Shifting Sands: Singapore's Property Market Moderates Amid Rising Supply
2025-04-01
Author: Wei Ling
SINGAPORE - In a striking turn of events, the prices of resale Housing and Development Board (HDB) flats and private residential properties have shown signs of moderation in the first quarter of 2025, as indicated by preliminary estimates released by the Singapore authorities on April 1. This trend may signify a broader cooling in the property market.
Minister for National Development Desmond Lee suggested that the slowdown in price growth is primarily due to an increase in housing supply and a notable decline in overall private home transaction volumes. The flash estimates reveal that the HDB resale price index grew by a modest 1.5 percent in Q1 2025, down from a sharper 2.6 percent jump in the previous quarter—representing the lowest growth rate the index has seen in the last five quarters.
Over the past 20 quarters, the HDB resale prices have continuously increased, yet analysts are now pointing to a significant 7.7 percent drop in resale volumes compared to the same period last year. The growth rate for HDB resale prices during the first three months of 2025 registered at a lower 1.5 percent, when compared to a 1.8 percent increase seen in the same timeframe of 2024.
Minister Lee also noted that the sustained supply of Build-To-Order (BTO) flats and the unprecedented sale of balance flats (SBF) earlier this year have contributed to this moderation. The private residential price index, in turn, reflected a minor increase of just 0.6 percent during the first quarter, in stark contrast to a 2.3 percent surge observed earlier.

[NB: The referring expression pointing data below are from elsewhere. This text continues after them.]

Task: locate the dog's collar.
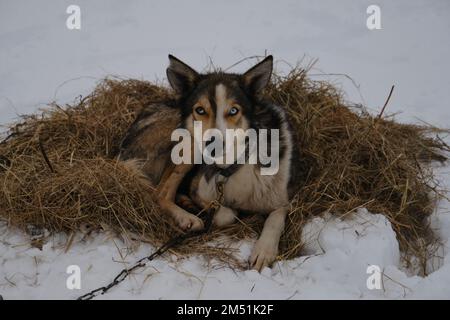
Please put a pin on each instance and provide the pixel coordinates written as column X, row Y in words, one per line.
column 228, row 171
column 221, row 173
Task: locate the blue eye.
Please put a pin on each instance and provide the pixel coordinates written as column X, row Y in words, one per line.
column 233, row 111
column 200, row 110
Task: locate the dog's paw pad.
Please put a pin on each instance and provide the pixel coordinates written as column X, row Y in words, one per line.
column 263, row 255
column 189, row 222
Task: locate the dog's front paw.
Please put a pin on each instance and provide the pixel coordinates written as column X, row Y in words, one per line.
column 263, row 254
column 189, row 222
column 224, row 216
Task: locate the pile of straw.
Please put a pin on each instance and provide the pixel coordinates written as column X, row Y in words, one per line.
column 58, row 169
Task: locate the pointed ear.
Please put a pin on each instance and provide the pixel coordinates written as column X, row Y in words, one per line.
column 181, row 77
column 257, row 77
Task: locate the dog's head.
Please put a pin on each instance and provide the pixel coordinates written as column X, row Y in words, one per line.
column 218, row 100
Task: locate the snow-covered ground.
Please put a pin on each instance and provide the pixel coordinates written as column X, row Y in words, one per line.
column 41, row 60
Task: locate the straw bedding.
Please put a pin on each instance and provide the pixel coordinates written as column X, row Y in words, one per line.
column 58, row 169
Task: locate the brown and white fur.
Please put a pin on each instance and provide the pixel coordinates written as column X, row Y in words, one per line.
column 222, row 101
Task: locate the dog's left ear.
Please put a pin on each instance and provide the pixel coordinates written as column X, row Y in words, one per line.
column 257, row 77
column 182, row 78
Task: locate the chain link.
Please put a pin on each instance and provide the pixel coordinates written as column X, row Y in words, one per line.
column 211, row 209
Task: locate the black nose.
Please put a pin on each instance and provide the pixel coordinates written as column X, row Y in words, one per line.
column 213, row 152
column 210, row 141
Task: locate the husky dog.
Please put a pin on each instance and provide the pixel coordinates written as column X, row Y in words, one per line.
column 220, row 101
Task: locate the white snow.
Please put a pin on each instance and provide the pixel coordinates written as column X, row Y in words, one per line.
column 41, row 60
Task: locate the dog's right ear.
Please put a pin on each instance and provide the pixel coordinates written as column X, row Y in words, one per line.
column 182, row 78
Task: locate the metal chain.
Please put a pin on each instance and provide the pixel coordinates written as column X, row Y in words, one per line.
column 211, row 209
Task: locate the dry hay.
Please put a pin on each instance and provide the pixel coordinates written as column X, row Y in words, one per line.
column 58, row 169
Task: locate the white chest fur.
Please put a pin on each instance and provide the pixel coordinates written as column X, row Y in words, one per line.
column 248, row 190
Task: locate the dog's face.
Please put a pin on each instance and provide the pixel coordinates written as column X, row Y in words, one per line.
column 218, row 100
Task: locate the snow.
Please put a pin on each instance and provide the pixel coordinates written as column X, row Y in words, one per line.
column 41, row 60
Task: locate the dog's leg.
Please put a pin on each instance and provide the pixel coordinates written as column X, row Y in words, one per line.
column 266, row 248
column 224, row 216
column 166, row 199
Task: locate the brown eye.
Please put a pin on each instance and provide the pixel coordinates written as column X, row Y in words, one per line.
column 233, row 111
column 200, row 110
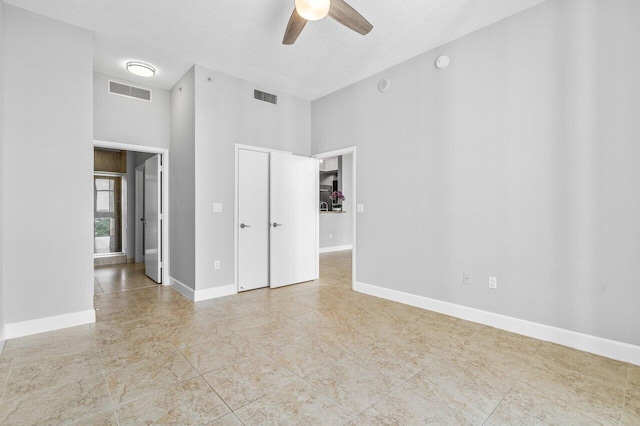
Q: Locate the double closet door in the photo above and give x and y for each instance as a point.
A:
(277, 219)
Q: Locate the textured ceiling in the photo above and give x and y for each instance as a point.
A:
(243, 38)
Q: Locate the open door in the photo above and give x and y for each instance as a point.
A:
(153, 218)
(293, 215)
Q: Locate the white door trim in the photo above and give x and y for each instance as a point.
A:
(236, 206)
(334, 153)
(164, 152)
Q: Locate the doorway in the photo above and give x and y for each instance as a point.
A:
(136, 234)
(338, 211)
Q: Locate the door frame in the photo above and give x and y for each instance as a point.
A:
(164, 153)
(138, 229)
(345, 151)
(236, 204)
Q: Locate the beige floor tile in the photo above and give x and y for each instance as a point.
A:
(154, 373)
(106, 418)
(188, 403)
(214, 354)
(311, 322)
(631, 414)
(633, 377)
(131, 347)
(5, 368)
(199, 332)
(553, 356)
(353, 383)
(412, 406)
(58, 405)
(245, 381)
(237, 321)
(346, 338)
(296, 404)
(228, 420)
(41, 372)
(272, 334)
(591, 397)
(470, 389)
(396, 357)
(305, 355)
(525, 405)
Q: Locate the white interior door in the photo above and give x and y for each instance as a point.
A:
(139, 215)
(153, 218)
(294, 211)
(253, 219)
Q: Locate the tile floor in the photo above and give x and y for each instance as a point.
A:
(314, 353)
(120, 277)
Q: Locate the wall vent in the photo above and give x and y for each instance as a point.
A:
(120, 89)
(265, 97)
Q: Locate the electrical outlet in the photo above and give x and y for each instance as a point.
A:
(493, 283)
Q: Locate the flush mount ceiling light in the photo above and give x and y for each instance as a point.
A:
(141, 69)
(312, 10)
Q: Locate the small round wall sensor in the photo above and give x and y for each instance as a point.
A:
(442, 62)
(384, 85)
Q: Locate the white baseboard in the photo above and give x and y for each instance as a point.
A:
(181, 288)
(336, 248)
(597, 345)
(205, 294)
(56, 322)
(2, 338)
(215, 292)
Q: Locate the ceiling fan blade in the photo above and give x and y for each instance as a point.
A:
(294, 28)
(347, 16)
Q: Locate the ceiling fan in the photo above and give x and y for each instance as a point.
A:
(313, 10)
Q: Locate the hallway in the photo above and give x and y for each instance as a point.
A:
(121, 277)
(313, 353)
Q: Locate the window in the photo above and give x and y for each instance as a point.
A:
(107, 213)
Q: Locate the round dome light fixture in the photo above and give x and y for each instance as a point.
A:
(141, 69)
(312, 10)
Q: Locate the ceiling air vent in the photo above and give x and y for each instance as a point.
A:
(265, 97)
(120, 89)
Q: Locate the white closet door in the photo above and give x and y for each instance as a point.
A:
(253, 220)
(294, 210)
(152, 218)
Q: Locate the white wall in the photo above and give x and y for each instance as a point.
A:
(47, 166)
(131, 205)
(336, 229)
(519, 161)
(2, 297)
(182, 181)
(226, 113)
(126, 120)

The total sales transactions dropped significantly, declining by 15 percent quarter-on-quarter as the market adjusted to the changing economic landscapes. Lee reaffirmed the government's commitment to maintaining a "strong supply of housing," projecting that over 50,000 BTO flats would be rolled out over the next three years. This plan includes 12,000 units with meaner waiting times of just over two years, alongside approximately 8,500 balance flats expected to be made available for sale this year.
Despite the slowdown, Lee mentioned a persisting tightness in supply owing to fewer resale flats nearing the minimum occupation period (MOP) in recent years—a situation exacerbated by delays attributed to the COVID-19 pandemic. However, the outlook appears promising with the number of new flats reaching MOP anticipated to rise substantially, increasing from 8,000 this year to 19,500 by 2028.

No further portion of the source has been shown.